Once the GCP locations had been pinpointed using the Dual Frequency Survey Grade GPS ($12,000), the latitude and longitude were taken again using the following devices: Bad Elf GNSS Surveyor GPS ($600 and claims sub-meter accuracy), Bad Elf GPS ($125), Garmin GPS ($100), and a Smart Phone GPS.


The final objective of this lab was to fly a mission over the map area, so that the images could later be georeferenced using data from the different GPS's listed above.  As shown in photo 4 and 5, a mission was planned using the mission planner software, and executed using the Matrix Quad Copter.  
Photo 4:  Showing the mission created
using the mission planner software
Photo 5: Showing the Matrix Mid Fligh



























Discussion:  


The data obtained from this lab is not yet processed, so the discussion shall focus on the GCP's and different GPS's used.

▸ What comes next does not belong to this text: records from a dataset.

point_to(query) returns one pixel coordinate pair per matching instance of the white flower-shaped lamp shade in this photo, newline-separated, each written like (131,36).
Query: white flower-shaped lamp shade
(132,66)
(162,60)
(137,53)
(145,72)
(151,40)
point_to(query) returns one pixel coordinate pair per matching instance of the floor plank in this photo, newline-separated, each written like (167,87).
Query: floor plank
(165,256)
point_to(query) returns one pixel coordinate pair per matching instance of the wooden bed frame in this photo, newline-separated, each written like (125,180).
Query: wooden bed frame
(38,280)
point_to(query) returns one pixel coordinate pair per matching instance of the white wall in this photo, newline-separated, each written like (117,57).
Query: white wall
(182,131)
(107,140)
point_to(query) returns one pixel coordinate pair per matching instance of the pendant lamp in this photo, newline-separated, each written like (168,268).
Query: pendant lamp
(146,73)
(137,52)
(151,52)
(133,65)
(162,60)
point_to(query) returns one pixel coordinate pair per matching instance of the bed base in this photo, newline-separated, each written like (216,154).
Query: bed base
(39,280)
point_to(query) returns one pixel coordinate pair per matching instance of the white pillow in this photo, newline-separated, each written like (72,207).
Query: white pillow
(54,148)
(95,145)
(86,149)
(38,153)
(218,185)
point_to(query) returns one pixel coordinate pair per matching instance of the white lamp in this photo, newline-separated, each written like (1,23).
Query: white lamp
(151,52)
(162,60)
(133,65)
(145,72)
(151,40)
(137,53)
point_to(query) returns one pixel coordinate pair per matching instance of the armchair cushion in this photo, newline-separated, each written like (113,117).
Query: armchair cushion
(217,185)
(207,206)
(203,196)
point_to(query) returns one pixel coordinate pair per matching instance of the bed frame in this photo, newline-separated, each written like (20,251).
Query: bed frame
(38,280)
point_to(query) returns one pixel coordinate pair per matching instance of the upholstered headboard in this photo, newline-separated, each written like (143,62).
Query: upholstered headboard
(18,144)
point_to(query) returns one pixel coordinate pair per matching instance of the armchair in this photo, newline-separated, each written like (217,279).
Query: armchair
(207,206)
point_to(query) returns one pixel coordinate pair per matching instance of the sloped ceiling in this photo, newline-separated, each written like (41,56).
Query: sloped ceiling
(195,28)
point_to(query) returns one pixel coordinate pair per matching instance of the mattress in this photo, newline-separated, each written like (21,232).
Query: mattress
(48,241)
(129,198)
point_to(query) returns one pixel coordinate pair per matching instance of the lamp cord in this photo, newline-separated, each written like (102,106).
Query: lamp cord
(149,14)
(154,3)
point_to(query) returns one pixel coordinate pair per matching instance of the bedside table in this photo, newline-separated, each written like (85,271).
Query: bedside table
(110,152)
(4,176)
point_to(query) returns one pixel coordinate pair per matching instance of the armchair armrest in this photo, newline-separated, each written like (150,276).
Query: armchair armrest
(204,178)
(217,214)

In a commercial setting, it is easy to see how the Dual Frequency Survey GPS would be necessary for certain projects requiring the the most accuracy.  However, not all people an afford $12,000 equipment to do their mapping.  This is why technology is moving toward a more portable option such as the Bad Elf Surveyor.  Although the Dual Frequency Survey GPS provides high quality data, it is rather large, and may pose mobilization issues when collected data from areas with difficult terrain.  Therefore, in some circumstances it may be more practical to utilize more compact equipment such as the Bad Elf GNSS Surveyor if the results defend its claim to sub-meter accuracy.  Using the Bad Elf GPS (Photo 5) with the Tablet made data collection very quick and easy, and was by far more portable than the Dual Frequency Survey GPS.
Photo 5, Showing the compact shell of the Bad Elf GPS

Lastly, Ground control points could become less practical if the mapping area is covered by heavy foliage, and is extremely large.  As learned from the lab, establishing GCP's takes a substantial amount of time.  If the same process is scaled up to large area with tough terrain and foliage, the process would prove extraordinarily time consuming.  

Conclusion:


This lab taught me which factors to consider when placing Ground Control Points so that the aerial photos could be properly georeferenced when processed. Overall, we placed six GCP's around the map area, and made sure to pick locations equally spaced from each other, away from the edges, and on varying levels of topography.  In addition, it was interesting to explore the strengths and weakness of each GPS device, and I am interested in analyzing data obtained from the Matrix Quad Copter.